Reconnu coupable d’avoir porté atteinte à un corps constitué et d’avoir publié des propos diffamatoires sur le président de la Bouteflika et le Premier ministre Abdelmalek Sellal sur sa page Facebook, Abdelghani Aloui, a été condamné, hier, à six mois de prison ferme par le tribunal criminel d’Alger présidé par Mme Derrar Djebari Meriem.

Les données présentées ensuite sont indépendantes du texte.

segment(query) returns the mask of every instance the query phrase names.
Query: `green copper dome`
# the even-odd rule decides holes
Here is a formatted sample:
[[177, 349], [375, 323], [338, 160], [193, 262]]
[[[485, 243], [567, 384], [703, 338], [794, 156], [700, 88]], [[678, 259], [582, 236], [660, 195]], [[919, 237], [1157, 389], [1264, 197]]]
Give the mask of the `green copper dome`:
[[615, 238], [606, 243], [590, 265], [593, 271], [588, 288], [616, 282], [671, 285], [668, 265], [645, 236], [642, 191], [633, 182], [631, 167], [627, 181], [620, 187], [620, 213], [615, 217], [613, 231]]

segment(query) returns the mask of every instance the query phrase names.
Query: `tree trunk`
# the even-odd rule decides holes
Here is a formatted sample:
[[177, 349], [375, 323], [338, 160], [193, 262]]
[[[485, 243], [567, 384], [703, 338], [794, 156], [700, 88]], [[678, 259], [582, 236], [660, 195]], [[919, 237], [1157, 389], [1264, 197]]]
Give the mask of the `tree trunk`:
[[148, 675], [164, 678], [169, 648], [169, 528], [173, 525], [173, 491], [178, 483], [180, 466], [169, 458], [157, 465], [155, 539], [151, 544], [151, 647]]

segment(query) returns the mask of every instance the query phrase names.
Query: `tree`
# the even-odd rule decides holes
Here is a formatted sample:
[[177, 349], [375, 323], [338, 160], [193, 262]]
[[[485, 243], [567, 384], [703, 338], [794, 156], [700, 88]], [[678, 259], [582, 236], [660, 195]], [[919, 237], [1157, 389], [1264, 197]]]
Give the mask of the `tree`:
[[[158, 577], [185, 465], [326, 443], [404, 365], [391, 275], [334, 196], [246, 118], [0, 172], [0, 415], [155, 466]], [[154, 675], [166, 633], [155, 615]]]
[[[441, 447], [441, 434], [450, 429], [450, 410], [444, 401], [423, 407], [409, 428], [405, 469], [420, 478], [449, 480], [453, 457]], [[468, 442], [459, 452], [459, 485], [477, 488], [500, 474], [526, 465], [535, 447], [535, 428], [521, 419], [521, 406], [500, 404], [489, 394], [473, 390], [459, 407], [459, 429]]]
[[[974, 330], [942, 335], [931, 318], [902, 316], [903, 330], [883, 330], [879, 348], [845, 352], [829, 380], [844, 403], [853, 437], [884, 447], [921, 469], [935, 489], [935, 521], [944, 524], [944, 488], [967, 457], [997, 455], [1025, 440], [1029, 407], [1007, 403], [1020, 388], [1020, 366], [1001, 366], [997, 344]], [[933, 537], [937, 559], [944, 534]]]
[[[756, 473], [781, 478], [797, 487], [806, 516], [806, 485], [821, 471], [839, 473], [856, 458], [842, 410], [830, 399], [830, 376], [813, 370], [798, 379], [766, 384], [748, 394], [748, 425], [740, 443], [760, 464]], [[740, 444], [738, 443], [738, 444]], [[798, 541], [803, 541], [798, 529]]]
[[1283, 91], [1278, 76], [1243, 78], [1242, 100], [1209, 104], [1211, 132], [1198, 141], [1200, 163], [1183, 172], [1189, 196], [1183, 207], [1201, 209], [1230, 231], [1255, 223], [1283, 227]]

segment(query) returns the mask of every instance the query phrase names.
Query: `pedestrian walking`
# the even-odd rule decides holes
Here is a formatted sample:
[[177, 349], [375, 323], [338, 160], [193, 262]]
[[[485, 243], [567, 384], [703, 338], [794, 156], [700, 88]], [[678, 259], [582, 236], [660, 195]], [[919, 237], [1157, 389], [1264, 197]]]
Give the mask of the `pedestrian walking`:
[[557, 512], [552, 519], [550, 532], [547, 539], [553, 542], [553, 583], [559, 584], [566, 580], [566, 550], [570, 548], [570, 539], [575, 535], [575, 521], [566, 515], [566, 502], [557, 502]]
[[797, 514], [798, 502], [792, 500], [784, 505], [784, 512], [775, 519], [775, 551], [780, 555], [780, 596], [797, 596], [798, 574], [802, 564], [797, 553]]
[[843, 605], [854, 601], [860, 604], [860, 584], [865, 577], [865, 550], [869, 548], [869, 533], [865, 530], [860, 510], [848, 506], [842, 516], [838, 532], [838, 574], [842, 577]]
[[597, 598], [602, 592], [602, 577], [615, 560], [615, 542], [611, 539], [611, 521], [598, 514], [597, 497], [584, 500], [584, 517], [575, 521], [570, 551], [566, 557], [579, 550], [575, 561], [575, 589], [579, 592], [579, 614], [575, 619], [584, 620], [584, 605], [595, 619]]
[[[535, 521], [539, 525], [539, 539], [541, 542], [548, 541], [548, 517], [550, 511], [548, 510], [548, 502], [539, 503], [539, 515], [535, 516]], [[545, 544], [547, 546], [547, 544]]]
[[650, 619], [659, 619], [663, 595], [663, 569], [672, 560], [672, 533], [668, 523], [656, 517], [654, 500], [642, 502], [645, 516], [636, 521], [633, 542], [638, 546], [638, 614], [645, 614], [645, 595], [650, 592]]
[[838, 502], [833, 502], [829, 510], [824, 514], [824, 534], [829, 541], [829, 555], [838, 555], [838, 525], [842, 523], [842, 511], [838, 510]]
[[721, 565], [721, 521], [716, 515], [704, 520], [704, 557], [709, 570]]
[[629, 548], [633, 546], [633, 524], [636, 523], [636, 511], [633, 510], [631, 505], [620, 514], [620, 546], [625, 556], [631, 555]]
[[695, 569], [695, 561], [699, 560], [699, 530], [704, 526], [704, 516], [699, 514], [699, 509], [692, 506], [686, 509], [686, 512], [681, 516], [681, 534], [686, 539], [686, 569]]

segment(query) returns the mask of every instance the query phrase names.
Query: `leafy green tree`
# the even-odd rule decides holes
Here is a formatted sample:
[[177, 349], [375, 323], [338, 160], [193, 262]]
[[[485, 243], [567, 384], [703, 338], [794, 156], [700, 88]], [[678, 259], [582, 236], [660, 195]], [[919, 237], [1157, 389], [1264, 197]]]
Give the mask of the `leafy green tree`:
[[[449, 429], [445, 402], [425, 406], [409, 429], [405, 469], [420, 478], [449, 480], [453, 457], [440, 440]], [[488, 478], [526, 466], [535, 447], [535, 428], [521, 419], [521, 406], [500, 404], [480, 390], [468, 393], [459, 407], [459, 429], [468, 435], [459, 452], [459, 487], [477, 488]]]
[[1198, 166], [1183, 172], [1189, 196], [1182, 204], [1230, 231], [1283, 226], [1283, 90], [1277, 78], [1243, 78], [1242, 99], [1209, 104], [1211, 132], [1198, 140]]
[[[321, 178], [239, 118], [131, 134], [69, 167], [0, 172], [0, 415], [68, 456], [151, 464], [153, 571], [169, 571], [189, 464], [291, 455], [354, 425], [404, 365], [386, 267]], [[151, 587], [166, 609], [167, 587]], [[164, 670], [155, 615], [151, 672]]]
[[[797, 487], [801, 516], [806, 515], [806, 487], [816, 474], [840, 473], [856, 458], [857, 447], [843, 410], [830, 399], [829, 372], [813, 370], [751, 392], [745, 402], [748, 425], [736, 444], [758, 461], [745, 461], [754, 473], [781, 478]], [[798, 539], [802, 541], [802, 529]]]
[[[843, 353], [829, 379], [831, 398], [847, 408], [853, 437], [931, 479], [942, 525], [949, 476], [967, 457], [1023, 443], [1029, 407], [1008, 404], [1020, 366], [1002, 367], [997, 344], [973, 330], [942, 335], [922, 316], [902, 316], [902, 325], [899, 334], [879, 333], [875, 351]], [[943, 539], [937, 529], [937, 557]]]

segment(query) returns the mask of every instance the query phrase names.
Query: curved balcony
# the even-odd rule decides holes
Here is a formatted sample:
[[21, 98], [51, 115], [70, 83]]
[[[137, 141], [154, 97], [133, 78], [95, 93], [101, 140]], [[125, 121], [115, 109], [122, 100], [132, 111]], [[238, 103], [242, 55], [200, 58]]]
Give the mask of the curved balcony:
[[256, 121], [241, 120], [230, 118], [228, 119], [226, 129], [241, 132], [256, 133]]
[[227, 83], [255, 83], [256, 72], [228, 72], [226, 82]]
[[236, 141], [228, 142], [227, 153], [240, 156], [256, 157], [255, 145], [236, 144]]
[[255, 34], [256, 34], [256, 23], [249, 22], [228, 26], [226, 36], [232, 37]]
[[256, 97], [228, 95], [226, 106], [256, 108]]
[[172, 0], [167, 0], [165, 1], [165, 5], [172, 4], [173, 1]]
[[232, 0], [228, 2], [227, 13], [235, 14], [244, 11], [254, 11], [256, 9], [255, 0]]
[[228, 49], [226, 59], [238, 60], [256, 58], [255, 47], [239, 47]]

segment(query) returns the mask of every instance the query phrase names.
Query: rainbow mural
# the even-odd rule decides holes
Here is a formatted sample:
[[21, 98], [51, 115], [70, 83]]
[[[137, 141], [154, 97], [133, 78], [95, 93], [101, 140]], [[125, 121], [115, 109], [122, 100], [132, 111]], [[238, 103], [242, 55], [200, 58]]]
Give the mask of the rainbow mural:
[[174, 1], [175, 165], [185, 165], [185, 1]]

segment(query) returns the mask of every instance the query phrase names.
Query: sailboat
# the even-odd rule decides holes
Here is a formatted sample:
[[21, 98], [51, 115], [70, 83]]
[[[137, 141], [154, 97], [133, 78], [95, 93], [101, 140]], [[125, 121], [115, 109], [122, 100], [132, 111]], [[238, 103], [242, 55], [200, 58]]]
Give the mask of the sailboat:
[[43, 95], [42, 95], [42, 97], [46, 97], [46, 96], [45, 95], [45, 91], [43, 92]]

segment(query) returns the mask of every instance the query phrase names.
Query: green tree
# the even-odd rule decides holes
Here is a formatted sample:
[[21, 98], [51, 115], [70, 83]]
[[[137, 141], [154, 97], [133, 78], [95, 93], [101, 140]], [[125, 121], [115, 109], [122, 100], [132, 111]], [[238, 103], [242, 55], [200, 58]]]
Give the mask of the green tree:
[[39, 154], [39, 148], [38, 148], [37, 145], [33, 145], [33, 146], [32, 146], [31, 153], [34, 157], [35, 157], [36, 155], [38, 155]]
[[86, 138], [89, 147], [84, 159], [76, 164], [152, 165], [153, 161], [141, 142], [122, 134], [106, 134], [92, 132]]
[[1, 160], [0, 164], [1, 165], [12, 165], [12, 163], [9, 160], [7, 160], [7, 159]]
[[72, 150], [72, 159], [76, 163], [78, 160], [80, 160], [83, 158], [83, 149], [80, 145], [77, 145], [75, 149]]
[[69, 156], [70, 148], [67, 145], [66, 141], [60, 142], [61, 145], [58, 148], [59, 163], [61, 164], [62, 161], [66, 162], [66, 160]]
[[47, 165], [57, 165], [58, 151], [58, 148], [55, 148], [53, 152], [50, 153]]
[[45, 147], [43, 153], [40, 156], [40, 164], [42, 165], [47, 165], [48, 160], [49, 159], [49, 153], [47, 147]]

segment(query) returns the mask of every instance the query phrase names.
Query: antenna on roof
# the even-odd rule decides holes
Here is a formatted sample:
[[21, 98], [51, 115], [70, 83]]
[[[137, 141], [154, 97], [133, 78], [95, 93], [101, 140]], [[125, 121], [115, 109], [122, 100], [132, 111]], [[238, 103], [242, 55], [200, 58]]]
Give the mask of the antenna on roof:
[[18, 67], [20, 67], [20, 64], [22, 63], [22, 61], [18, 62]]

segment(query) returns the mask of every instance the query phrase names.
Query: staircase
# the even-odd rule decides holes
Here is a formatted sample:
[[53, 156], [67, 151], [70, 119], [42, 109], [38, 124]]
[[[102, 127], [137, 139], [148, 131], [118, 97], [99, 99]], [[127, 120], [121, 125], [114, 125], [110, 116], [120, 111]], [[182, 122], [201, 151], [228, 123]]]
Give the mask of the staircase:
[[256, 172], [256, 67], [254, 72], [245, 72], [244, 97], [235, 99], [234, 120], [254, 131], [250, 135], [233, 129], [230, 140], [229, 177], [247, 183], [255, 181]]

Le mis en cause a été reconnu coupable d’avoir outragé le président de la République allant jusqu’à publier à travers la même page des caricatures jugées grossières à l’égard du premier magistrat du pays et dans lesquelles, il a commenté publiquement : « L’Algérie est gérée par un handicapé ! ».
Le même inculpé a par ailleurs porté atteinte à la personne du Premier ministre en l’occurrence Sellal Abdelmalek en s’interrogeant sur la même page est-ce qu’il s’agit du « nom d’un homme ou d’une femme ! ».

Lors de son passage à la barre, l’inculpé qui est âgé de 26 ans, et demeurant dans un quartier populaire de « Haï Koudia » à l’entrée de l’autoroute Est-ouest de Tlemcen, a nié tous les faits qui lui ont été reprochés notamment au niveau de l’instruction judiciaire en déclarant à la présidente en charge du dossier qu’il n’a à aucun moment tenté de nuire au chef de l’Etat ou à son auxiliaire : « Je n’avais nullement l’intention d’attenter à la personne du président de la République ni à celle du Premier ministre du gouvernement »
Le procureur général a requis dix ans de prison ferme estimant que toutes les preuves légales et matérielles relatives à l’accusation sont formelles notamment en ce qui concerne les photos publiées par le mis en cause portant atteinte et outrage au président de la République et au Premier ministre.

Après la perquisition effectuée en son domicile à Tlemcen, le 9 septembre 2013, les enquêteurs du service de la lutte contre le crime électronique ont récupéré des documents subversifs et des images diffamatoires sur des hautes personnalités de l’Etat.
L’avocat de la défense s’est contenté de demander l’application des articles ayant trait aux circonstances atténuantes se basant sur son casier judiciaire portant la mention vierge.